Two genuinely different paper structures
Pearson Edexcel IAL Economics is unit-based, covering markets in action through to developments in the global economy; CAIE structures Economics around multiple-choice, data-response-and-essay papers split across AS and A-level stages. Confirm your own board's structure before planning your revision timetable.
Diagrams as a form of answer
Supply and demand diagrams and similar economic models are themselves a way of answering a question — a correctly drawn, labelled diagram, explicitly referenced in your written explanation, earns marks independently of your prose. Practise drawing diagrams accurately and quickly, then refer back to them by name in your answer.

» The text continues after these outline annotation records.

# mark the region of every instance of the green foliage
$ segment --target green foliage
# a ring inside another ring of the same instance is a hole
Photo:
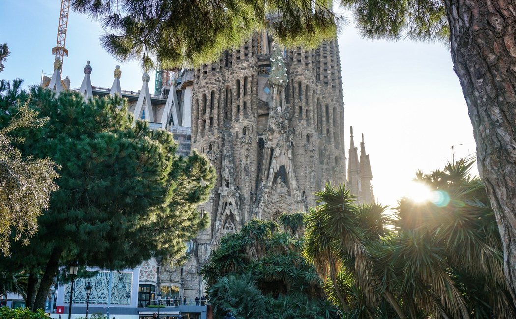
[[[7,60],[7,57],[10,53],[7,43],[0,44],[0,72],[4,71],[4,69],[5,68],[4,62]]]
[[[265,297],[249,274],[222,277],[212,285],[209,294],[215,313],[230,311],[236,318],[266,317],[263,311]]]
[[[0,272],[0,299],[6,297],[8,293],[20,295],[25,297],[27,292],[27,280],[25,274],[12,274]]]
[[[285,45],[314,46],[335,37],[332,5],[328,0],[72,1],[76,11],[111,31],[101,40],[108,52],[146,69],[217,60],[223,50],[266,28]]]
[[[496,221],[482,182],[460,161],[417,180],[433,202],[402,199],[386,217],[327,185],[307,216],[303,255],[350,317],[512,317]]]
[[[106,315],[102,312],[95,312],[88,316],[89,319],[106,319]],[[86,319],[86,317],[76,317],[75,319]]]
[[[0,81],[0,104],[15,96],[22,83],[10,85]],[[47,158],[23,156],[13,142],[23,139],[10,136],[21,128],[41,128],[46,122],[38,118],[28,102],[12,101],[15,110],[9,119],[0,116],[0,253],[9,254],[10,240],[29,244],[29,238],[38,229],[37,219],[49,207],[51,193],[57,189],[54,179],[58,177],[56,165]]]
[[[212,252],[201,272],[217,315],[230,311],[237,318],[336,316],[315,268],[300,255],[303,214],[283,215],[280,221],[284,230],[273,221],[250,221],[223,237]]]
[[[3,268],[40,278],[41,303],[59,266],[76,259],[118,270],[153,255],[170,262],[184,258],[184,243],[207,224],[196,209],[214,182],[207,160],[196,153],[175,155],[172,135],[145,122],[133,124],[118,96],[85,102],[76,93],[56,97],[39,87],[30,95],[28,108],[47,121],[15,130],[13,136],[24,139],[16,146],[59,164],[60,189],[40,216],[31,245],[13,245],[13,258],[0,259]],[[16,103],[2,106],[3,116],[15,113]]]
[[[41,309],[31,311],[27,308],[11,309],[7,307],[0,308],[0,319],[46,319],[45,312]]]
[[[340,0],[353,12],[368,39],[448,41],[449,27],[444,4],[434,0]]]

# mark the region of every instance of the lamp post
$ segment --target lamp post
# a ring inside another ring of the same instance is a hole
[[[91,281],[88,281],[88,286],[86,286],[86,319],[88,319],[88,310],[90,308],[90,295],[91,294]]]
[[[160,306],[160,304],[161,304],[161,296],[162,296],[161,290],[158,290],[158,293],[157,293],[156,295],[157,295],[157,296],[158,296],[158,300],[157,300],[157,301],[158,301],[158,319],[159,319],[159,306]]]
[[[72,278],[72,285],[70,289],[70,306],[68,307],[68,319],[72,317],[72,303],[73,300],[73,283],[75,281],[77,272],[79,271],[79,263],[75,261],[70,265],[70,277]]]

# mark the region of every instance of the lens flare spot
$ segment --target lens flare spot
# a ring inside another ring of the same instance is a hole
[[[432,198],[430,200],[436,206],[444,207],[450,202],[450,195],[444,191],[434,191],[432,192]]]

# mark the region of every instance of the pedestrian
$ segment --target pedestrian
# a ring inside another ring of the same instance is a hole
[[[231,313],[231,312],[228,311],[228,313],[226,314],[225,316],[224,317],[224,319],[236,319],[236,318],[235,318],[235,316],[233,315],[233,314]]]

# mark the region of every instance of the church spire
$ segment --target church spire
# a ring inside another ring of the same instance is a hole
[[[62,62],[61,62],[61,58],[57,57],[54,61],[54,73],[52,74],[52,78],[49,84],[49,89],[55,91],[58,96],[64,90],[62,83],[61,82],[61,65]]]
[[[91,78],[90,75],[91,74],[91,65],[90,62],[87,61],[86,66],[84,67],[84,78],[83,78],[83,83],[80,85],[80,89],[79,92],[84,96],[84,99],[87,100],[90,97],[93,96],[93,91],[91,88]]]
[[[351,193],[360,199],[361,191],[360,166],[358,160],[358,148],[355,147],[351,126],[351,141],[349,142],[349,162],[348,165],[348,187]]]
[[[360,143],[360,180],[362,186],[361,197],[362,203],[369,204],[374,202],[375,196],[373,193],[371,180],[373,173],[371,172],[371,164],[369,162],[369,154],[365,153],[365,143],[364,143],[364,135],[362,135],[362,142]]]
[[[145,72],[141,76],[141,90],[140,95],[136,101],[136,105],[134,109],[134,120],[139,120],[141,114],[145,111],[145,120],[149,122],[154,122],[154,112],[152,110],[152,104],[151,103],[151,93],[149,91],[149,82],[151,77],[149,73]]]
[[[120,66],[117,65],[113,71],[113,85],[111,86],[111,90],[109,91],[110,95],[115,95],[118,93],[122,96],[122,89],[120,87],[120,77],[122,76],[122,71],[120,70]]]

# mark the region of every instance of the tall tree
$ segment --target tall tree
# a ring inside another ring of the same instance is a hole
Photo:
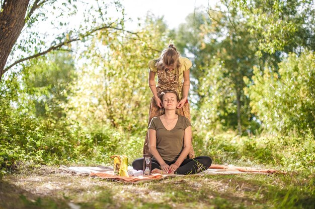
[[[25,25],[30,0],[4,0],[0,11],[0,80],[8,57]]]

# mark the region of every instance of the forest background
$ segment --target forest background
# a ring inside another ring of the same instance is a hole
[[[172,40],[193,64],[196,155],[299,172],[313,185],[313,1],[222,0],[175,29],[149,13],[128,19],[119,1],[30,2],[12,49],[1,49],[9,55],[0,66],[0,176],[20,166],[141,157],[147,63]],[[41,23],[55,30],[41,34]]]

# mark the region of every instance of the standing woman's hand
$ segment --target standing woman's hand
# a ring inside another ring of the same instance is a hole
[[[183,107],[187,100],[187,98],[182,99],[182,100],[180,101],[178,103],[177,103],[177,108],[178,109],[181,109],[182,107]]]
[[[156,105],[159,106],[159,107],[160,107],[160,108],[162,108],[163,106],[163,104],[162,104],[162,101],[161,101],[161,100],[160,99],[159,97],[154,97],[154,99],[155,100],[155,102],[156,103]]]

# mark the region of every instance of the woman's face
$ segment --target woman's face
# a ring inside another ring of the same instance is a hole
[[[168,110],[176,109],[178,103],[176,95],[174,93],[168,92],[163,96],[163,107]]]

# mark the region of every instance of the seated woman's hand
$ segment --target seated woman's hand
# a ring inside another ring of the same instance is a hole
[[[170,165],[166,163],[164,163],[161,165],[161,169],[163,172],[165,172],[166,173],[170,173]]]
[[[178,162],[175,162],[170,165],[170,172],[174,173],[175,170],[177,170],[177,168],[179,167],[179,164]]]

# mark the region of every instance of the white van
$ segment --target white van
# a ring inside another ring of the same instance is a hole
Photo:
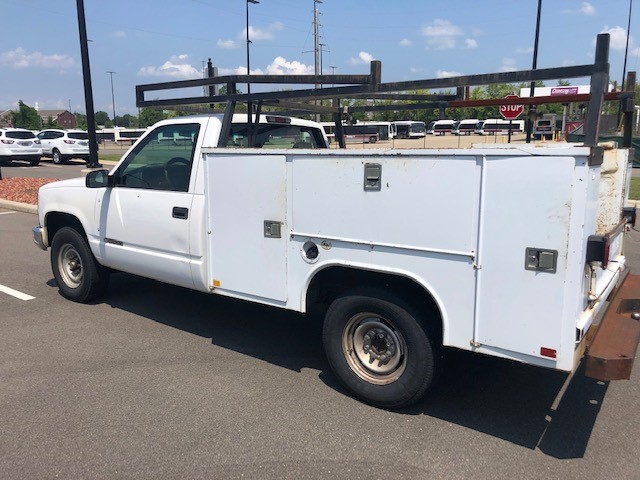
[[[471,135],[475,133],[479,121],[477,118],[466,118],[455,122],[451,133],[453,135]]]
[[[429,135],[445,135],[447,132],[451,133],[455,120],[436,120],[431,122],[427,127],[427,133]]]

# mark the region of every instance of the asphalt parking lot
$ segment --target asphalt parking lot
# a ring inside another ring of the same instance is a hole
[[[638,366],[567,382],[453,351],[424,401],[379,410],[337,383],[317,319],[127,274],[64,300],[36,222],[0,209],[4,478],[638,478]]]

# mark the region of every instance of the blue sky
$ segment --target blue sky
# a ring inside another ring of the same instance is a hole
[[[246,73],[246,0],[85,0],[96,110],[135,114],[135,86]],[[526,70],[537,0],[323,0],[324,73],[369,72],[382,81]],[[313,73],[313,0],[249,5],[252,73]],[[627,72],[640,67],[634,6]],[[18,100],[84,112],[74,0],[0,0],[0,110]],[[611,79],[622,79],[629,0],[543,0],[538,68],[592,63],[598,33],[611,33]],[[572,83],[581,83],[573,80]],[[242,86],[241,86],[242,88]]]

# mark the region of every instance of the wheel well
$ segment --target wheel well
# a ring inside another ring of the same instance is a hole
[[[422,314],[442,339],[442,315],[436,301],[423,286],[401,275],[348,267],[325,268],[316,274],[307,289],[307,310],[324,315],[336,298],[356,288],[380,289],[398,297]]]
[[[87,236],[84,228],[82,227],[82,223],[80,223],[80,220],[78,220],[78,218],[74,217],[73,215],[69,215],[68,213],[48,213],[47,218],[45,219],[45,224],[47,227],[47,240],[49,242],[49,245],[51,245],[51,241],[53,240],[53,237],[55,237],[58,230],[63,227],[72,227],[80,234],[82,234],[85,238]]]

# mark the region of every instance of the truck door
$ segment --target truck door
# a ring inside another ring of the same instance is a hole
[[[200,127],[157,127],[113,173],[96,205],[105,265],[193,288],[189,184]]]
[[[204,163],[210,285],[286,301],[286,157],[207,154]]]

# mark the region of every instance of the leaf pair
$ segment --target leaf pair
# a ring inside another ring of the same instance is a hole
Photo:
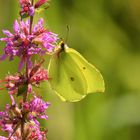
[[[105,90],[100,72],[64,43],[52,55],[48,70],[50,85],[63,101],[80,101],[89,93]]]

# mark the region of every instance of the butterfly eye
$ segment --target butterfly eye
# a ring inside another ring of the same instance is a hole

Data-response questions need the actual data used
Questions built around a data extract reward using that specific data — figures, trends, named details — to support your points, rather than generic economic theory disconnected from the source material given.
Building a balanced evaluative answer
- Consider more than one side of a policy or economic question before reaching a judgement.
- Use economic terminology precisely in context.
- Reach an actual conclusion that weighs the points made, rather than ending once both sides are listed.
Common content traps
- Drawing a diagram and never referring back to it in the written explanation.
- Confusing commonly paired terms — fiscal versus monetary policy, direct versus indirect tax.
- One-sided evaluation on questions that explicitly ask for balance.